Sie führten eine Besatzmaßnahme mit zehn bis 15 Zentimeter großen Jungaalen durch, um dem rückläufigen Bestand dieser bedrohten Tierart etwas entgegenzuwirken. Im Vordergrund steht bei diesem Projekt die Nachhaltigkeit, damit irgendwann möglichst viele Fische ihr Laichgebiet, die Sargasso-See, erreichen, um selbst für den Erhalt der Art zu sorgen.

Die Gewässerwarte Olaf Schulte, Robin Stümpeley und Jörg Komesker haben die vorgestreckten Aale vom Landesfischereiverband Weser-Ems entgegengenommen und setzten sie aus.

Auf dem Geranienmarkt

So fanden in diesem Jahr rund 3800 dieser Fische den Weg in die Meller Else. Dort haben sie die Möglichkeit, im laichreifen Alter von zehn bis 15 Jahren, mit einer Länge von bis zu 140 Zentimetern den Weg in das offene Meer anzutreten.

Mithilfe von Zuschüssen des Landes Niedersachsen und der EU wurden in diesem Jahr an die beteiligten Fischereivereine zwischen Ems und Elbe mehr als 600000 Aale ausgegeben, berichtet Robin Stümpeley. Insgesamt investierten die Vereine dieses Jahr im Rahmen dieser Aktion eine Summe von gut 140000 Euro zum Wiederaufbau des Aalbestandes.

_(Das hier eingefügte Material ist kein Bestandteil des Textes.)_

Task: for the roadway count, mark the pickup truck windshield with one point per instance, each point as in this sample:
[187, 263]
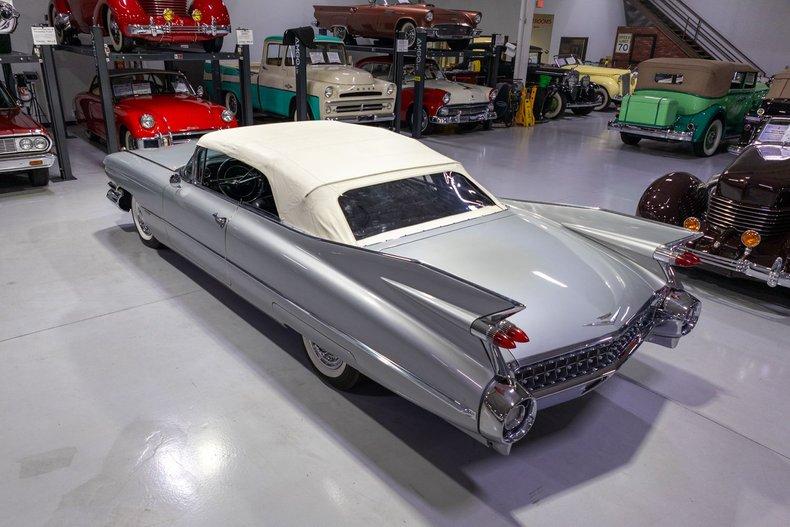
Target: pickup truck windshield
[322, 54]
[393, 205]
[141, 84]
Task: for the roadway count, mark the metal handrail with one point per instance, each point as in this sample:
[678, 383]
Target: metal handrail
[702, 33]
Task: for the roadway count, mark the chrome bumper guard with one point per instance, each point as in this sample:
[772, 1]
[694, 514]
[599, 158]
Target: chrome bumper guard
[773, 276]
[22, 164]
[156, 30]
[488, 115]
[654, 133]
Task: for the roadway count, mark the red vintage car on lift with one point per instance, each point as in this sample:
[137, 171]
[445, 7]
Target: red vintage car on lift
[24, 144]
[152, 21]
[152, 108]
[445, 102]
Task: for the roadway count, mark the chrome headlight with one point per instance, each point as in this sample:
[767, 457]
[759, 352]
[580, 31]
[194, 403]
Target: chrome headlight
[41, 143]
[147, 121]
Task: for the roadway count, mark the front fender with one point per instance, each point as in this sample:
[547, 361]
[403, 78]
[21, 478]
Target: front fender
[673, 198]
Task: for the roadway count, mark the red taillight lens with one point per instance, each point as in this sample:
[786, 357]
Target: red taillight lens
[508, 335]
[501, 339]
[686, 259]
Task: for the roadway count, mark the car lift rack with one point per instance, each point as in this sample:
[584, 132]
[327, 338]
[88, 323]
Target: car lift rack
[104, 58]
[42, 55]
[421, 53]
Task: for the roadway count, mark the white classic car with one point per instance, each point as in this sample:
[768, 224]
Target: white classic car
[444, 101]
[391, 261]
[336, 90]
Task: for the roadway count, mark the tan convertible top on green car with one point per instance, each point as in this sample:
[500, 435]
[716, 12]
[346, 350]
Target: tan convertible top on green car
[780, 86]
[704, 78]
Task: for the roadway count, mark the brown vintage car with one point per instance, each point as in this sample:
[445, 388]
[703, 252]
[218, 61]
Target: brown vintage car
[381, 19]
[743, 214]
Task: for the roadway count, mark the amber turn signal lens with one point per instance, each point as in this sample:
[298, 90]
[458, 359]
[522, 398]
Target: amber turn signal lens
[751, 239]
[692, 223]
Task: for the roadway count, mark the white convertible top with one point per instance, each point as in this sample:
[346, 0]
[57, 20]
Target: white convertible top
[309, 164]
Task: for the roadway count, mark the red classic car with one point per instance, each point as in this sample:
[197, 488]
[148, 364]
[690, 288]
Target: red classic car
[152, 109]
[444, 101]
[380, 19]
[24, 144]
[158, 21]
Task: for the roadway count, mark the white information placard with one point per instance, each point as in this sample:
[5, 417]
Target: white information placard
[623, 44]
[244, 37]
[44, 36]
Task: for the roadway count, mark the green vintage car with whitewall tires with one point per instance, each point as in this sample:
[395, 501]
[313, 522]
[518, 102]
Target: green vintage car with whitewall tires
[695, 101]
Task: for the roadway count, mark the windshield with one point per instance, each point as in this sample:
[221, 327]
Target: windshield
[6, 101]
[141, 84]
[393, 205]
[322, 54]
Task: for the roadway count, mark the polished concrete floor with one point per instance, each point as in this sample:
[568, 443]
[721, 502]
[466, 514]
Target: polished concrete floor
[134, 390]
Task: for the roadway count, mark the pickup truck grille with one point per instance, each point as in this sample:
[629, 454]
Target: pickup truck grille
[625, 83]
[362, 107]
[7, 146]
[588, 360]
[724, 214]
[157, 7]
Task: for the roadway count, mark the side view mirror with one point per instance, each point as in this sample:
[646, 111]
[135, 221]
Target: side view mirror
[25, 95]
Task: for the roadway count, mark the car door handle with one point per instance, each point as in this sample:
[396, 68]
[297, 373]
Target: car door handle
[221, 221]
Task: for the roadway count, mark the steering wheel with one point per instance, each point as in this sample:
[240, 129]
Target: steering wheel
[238, 181]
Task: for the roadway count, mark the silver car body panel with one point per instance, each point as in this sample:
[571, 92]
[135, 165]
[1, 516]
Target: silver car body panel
[568, 275]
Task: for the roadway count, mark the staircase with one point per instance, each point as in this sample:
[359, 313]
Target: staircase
[686, 28]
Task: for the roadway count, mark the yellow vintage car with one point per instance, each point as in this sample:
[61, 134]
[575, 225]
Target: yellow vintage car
[613, 83]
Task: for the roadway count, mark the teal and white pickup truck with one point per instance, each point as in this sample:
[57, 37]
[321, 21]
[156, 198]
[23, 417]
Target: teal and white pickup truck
[336, 90]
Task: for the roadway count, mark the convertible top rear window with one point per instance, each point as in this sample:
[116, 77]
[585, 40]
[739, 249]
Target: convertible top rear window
[393, 205]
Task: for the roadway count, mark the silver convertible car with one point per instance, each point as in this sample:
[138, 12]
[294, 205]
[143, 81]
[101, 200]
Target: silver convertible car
[393, 262]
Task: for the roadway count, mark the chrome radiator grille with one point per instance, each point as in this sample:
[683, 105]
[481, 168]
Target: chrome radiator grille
[7, 146]
[468, 109]
[366, 107]
[588, 360]
[724, 213]
[157, 7]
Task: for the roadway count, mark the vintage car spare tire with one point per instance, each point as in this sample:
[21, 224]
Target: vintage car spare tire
[711, 139]
[330, 368]
[603, 95]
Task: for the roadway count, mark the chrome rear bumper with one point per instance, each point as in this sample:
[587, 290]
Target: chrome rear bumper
[23, 164]
[663, 134]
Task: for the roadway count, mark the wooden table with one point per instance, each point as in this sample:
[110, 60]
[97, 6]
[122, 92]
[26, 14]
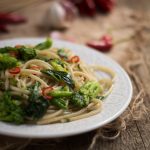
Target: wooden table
[130, 17]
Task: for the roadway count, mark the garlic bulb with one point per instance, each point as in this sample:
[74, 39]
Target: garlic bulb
[56, 16]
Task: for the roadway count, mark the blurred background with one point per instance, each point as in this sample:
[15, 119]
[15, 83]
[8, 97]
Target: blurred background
[100, 24]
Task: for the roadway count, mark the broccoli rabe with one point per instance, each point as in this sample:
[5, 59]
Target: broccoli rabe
[61, 103]
[26, 53]
[7, 62]
[80, 100]
[37, 105]
[58, 65]
[89, 90]
[11, 110]
[62, 54]
[45, 45]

Neben dem Besatz von Aalen führt der Fischereiverein Melle viele andere gemeinnützige Aktionen durch. Wer sich informieren möchte, hat dazu beispielsweise am Stand des Vereins auf dem Meller Geranienmarkt am 20. Mai Gelegenheit. Dort werden auch viele heimische Fisch- und Krebsarten in Schauaquarien zu betrachten sein.